Scanning Linode with Aikido

Aikido fully supports protecting workloads on Linode through specific integrations. A native integration may be added in the future, but you can already achieve full coverage by combining:

Features

Container image scanning

Linode’s container registry and most third-party registries you use from Linode are OCI-compatible, so they can be scanned using Aikido.

Create a read-only or pull-only user in Linode registry: https://www.linode.com/docs/guides/how-to-setup-a-private-docker-registry-with-lke-and-object-storage/

Follow the OCI guide below to configure container image scanning

Generic OCI-Compatible Registry

Kubernetes cluster scanning

If you use Linode Managed Kubernetes or run your own Kubernetes clusters on Linode VMs, you can connect them as generic Kubernetes clusters.

Kubernetes Cluster Scanning

Kubernetes cluster image scanning

If you use Linode Managed Kubernetes or run your own Kubernetes clusters on Linode VMs, you can scan the images of running containers with Kubernetes image scanning.

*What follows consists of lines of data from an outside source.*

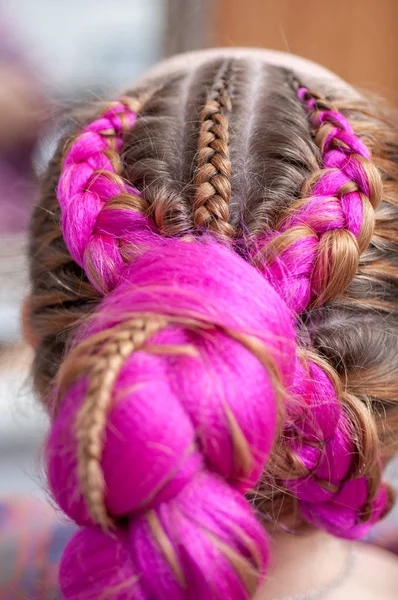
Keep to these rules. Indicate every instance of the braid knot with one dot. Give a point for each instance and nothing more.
(213, 175)
(167, 415)
(331, 472)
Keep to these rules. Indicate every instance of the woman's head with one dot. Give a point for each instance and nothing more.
(214, 297)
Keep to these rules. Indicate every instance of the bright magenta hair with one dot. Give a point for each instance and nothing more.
(206, 360)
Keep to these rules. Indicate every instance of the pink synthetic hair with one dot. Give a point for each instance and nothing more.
(192, 413)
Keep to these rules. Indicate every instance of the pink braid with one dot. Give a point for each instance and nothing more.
(320, 434)
(89, 188)
(166, 418)
(304, 257)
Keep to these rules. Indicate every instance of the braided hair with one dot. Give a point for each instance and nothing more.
(186, 278)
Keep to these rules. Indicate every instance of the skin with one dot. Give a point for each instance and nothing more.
(312, 560)
(307, 561)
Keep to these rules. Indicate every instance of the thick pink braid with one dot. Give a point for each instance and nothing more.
(167, 406)
(314, 253)
(95, 228)
(321, 435)
(320, 432)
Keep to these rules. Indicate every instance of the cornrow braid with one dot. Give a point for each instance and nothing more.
(314, 253)
(213, 173)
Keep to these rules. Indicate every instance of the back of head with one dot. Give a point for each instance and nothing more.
(214, 294)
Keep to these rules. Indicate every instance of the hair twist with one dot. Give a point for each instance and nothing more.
(313, 254)
(101, 213)
(155, 471)
(332, 454)
(213, 173)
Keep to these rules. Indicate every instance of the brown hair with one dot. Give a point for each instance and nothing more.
(228, 146)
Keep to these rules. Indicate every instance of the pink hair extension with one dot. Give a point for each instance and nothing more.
(90, 180)
(187, 433)
(320, 433)
(167, 405)
(342, 198)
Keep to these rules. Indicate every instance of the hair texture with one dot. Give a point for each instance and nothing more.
(214, 293)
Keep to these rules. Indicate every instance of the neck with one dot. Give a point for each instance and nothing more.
(303, 562)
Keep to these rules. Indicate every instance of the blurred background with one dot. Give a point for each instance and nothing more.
(53, 53)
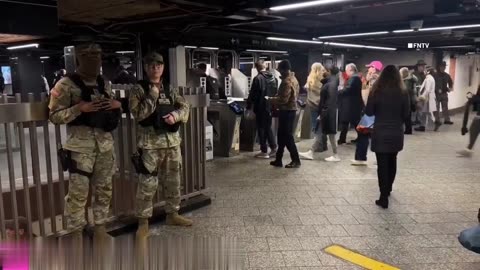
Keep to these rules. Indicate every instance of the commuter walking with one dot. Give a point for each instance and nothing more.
(444, 85)
(328, 110)
(389, 103)
(410, 83)
(159, 111)
(474, 101)
(350, 103)
(363, 140)
(264, 84)
(2, 83)
(419, 74)
(427, 104)
(314, 86)
(286, 101)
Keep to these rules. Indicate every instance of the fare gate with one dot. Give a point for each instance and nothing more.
(34, 185)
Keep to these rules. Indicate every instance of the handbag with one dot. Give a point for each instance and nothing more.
(470, 239)
(366, 124)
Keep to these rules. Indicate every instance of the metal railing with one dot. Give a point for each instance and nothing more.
(34, 185)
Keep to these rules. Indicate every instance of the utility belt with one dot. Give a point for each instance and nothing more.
(137, 162)
(105, 120)
(157, 121)
(68, 164)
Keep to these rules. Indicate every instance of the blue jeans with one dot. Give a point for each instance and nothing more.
(361, 150)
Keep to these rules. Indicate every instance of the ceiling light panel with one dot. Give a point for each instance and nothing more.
(356, 35)
(306, 4)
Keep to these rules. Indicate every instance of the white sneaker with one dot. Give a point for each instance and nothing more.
(333, 158)
(306, 155)
(465, 153)
(359, 163)
(262, 155)
(273, 154)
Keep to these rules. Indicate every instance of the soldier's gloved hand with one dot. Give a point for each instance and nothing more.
(169, 119)
(93, 106)
(111, 104)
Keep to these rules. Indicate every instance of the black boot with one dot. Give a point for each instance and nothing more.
(276, 163)
(293, 165)
(383, 201)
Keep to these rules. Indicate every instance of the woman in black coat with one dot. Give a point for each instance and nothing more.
(328, 110)
(389, 103)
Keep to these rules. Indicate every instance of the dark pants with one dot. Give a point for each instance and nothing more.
(344, 127)
(409, 124)
(386, 171)
(363, 140)
(286, 120)
(265, 134)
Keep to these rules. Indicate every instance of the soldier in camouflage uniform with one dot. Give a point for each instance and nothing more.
(161, 154)
(91, 149)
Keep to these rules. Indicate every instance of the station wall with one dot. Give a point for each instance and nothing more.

Kubernetes In-Cluster Image Scanning

Virtual Machine scanning

To scan Virtual Machines on Linode, use the Local VM Scanner. It inspects packages, system dependencies and configuration directly on the instance.

Local VM Scanning

You can roll this out centrally using your usual automation tooling (e.g. Ansible, Terraform-provisioned scripts, or cloud-init) so that new Linode instances are automatically enrolled.